In the same vein the Tate Liverpool has thrown itself a party which in its own words attempts to ‘visually demonstrate the development of glam and it’s various manifestations in the UK and USA through cultural material from the period’
This was an exhibition I was really looking forward to and I have to admit I had certain expectations relating to my definition of Glam. A bit of Ziggy, Bolan, Ferry and anyone else on the bill at Top of the Pops during the early 70s. This was satisfied immediately upon entering the exhibit and viewing the Album cover mural displaying albums such as Diamond Dogs (Bowie), In the Court of the Krimson King (King Krimson), Stranded(Roxy Music), They only come out at night (Edgar Winters group) as well as many others.They were just the ones I recognised from my own collection.

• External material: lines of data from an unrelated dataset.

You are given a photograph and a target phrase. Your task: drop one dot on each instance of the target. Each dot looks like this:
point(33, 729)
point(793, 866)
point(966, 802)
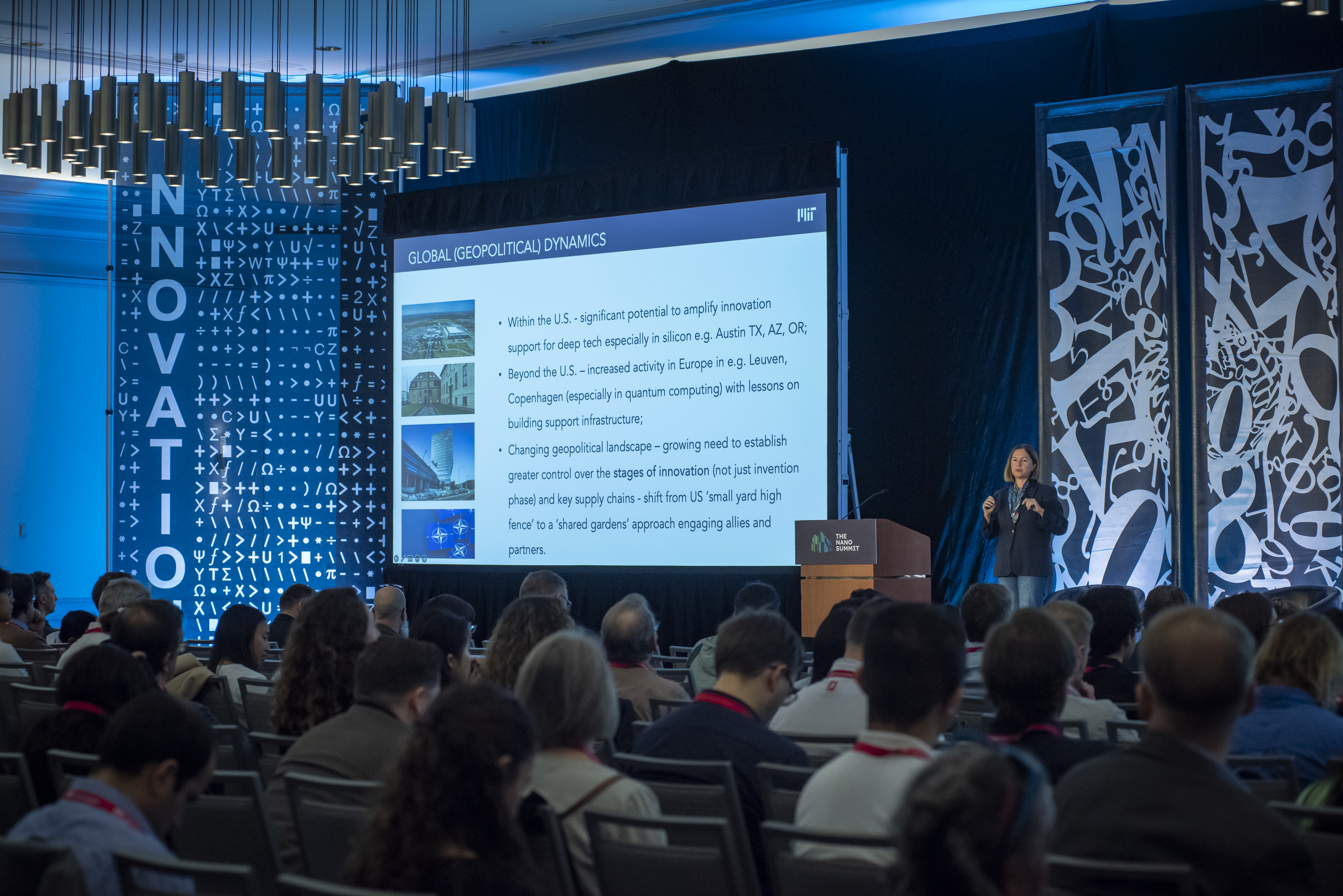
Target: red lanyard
point(882, 752)
point(105, 805)
point(726, 702)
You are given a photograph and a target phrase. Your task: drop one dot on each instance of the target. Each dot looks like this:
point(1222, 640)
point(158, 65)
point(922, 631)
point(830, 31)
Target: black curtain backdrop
point(942, 243)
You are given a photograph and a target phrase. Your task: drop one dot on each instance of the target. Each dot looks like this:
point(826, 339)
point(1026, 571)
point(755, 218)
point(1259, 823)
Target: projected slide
point(645, 390)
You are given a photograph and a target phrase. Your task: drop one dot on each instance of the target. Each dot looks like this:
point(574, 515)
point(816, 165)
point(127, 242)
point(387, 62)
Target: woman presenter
point(1023, 517)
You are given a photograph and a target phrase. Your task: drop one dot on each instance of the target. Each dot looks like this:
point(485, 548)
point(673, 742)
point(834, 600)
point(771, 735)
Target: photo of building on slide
point(438, 462)
point(438, 330)
point(441, 390)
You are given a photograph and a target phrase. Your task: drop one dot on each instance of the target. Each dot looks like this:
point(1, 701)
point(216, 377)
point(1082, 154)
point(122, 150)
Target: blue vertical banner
point(1105, 173)
point(1263, 157)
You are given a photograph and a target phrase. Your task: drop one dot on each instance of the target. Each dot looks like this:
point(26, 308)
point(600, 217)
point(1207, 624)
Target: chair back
point(31, 868)
point(702, 858)
point(793, 875)
point(17, 795)
point(68, 765)
point(1091, 875)
point(229, 824)
point(328, 815)
point(259, 699)
point(779, 789)
point(145, 876)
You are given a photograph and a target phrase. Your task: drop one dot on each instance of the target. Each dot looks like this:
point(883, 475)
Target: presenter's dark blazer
point(1024, 549)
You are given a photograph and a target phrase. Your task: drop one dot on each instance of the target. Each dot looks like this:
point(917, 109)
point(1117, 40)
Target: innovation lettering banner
point(1105, 170)
point(1264, 239)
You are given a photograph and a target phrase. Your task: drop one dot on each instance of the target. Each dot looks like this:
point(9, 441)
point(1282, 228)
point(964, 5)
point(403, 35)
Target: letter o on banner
point(179, 572)
point(152, 302)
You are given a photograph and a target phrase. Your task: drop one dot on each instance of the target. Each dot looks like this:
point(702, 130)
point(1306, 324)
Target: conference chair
point(299, 886)
point(1270, 779)
point(145, 876)
point(259, 699)
point(229, 824)
point(1091, 875)
point(779, 789)
point(1322, 831)
point(328, 815)
point(31, 868)
point(792, 875)
point(17, 795)
point(68, 765)
point(700, 858)
point(270, 750)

Apart from the few jackets on display alongside (in particular a leather Cherry & Ladybird Jacket from Alkasura, on the Kings Road,Chelsea.one of Marc Bolans favoured outlets at the time) there was a notable absence of Glam attire on display. I suspect this may well be felt by a lot of those who visit the exhibition only because I’m sure for a lot of us our experience of Glam were the clothes as well as the Music .I can still recall my then cultural mentor , my uncle Tom, a cool teenager with en vogue ginger shoulder length hair and an undying love for David Bowie tutoring me in the ways of musical righteousness. As our babysitter he introduced us to Space Oddity and not without egging me , my brother and my sisters to come up with a routine to perform alongside it.
But to refer to it as I did earlier, the exhibition demonstrated glam as a scene and there is no scene without it’s people. Bearing this in mind the Performance of Style exhibition demonstrated not just that but excelled in it using popular Cultural Icons as its introduction before it identified themes and factions within in it .Themes which unapologetically address androgyny both pretentiously and without pretense. Works by David Hockney, Cindy Sherman, Andy Warhol, Allen Jones and Richard Hamilton exemplified this and a particular highlight was a painting by Franz Gertsch titled ‘At Luciano’s House’. I had to inspect it closely to believe it was a painting. Unfortunately due to not wanting to infringe on any copyright issues you will have to see the painting for yourself but by way of trying to make up for this I have devised a small collection from my own personal glam gallery and although I didn’t share the same flamboyant and slightly hedonistic message to the world I was a part of, I did do a fair bit of styling and profiling.
Whether you’re a music enthusiast or share an interest in examining the components that make up a popular cultural movement or like myself have part of your heart firmly stuck in the 70s theres every chance (like me again) you’ll leave the Tate Liverpool with a hankering for a 7 minute album track carrying a party Seven under your arm whistling the theme tune to ‘Man about the house.’
The exhibition continues until 12th May 2013.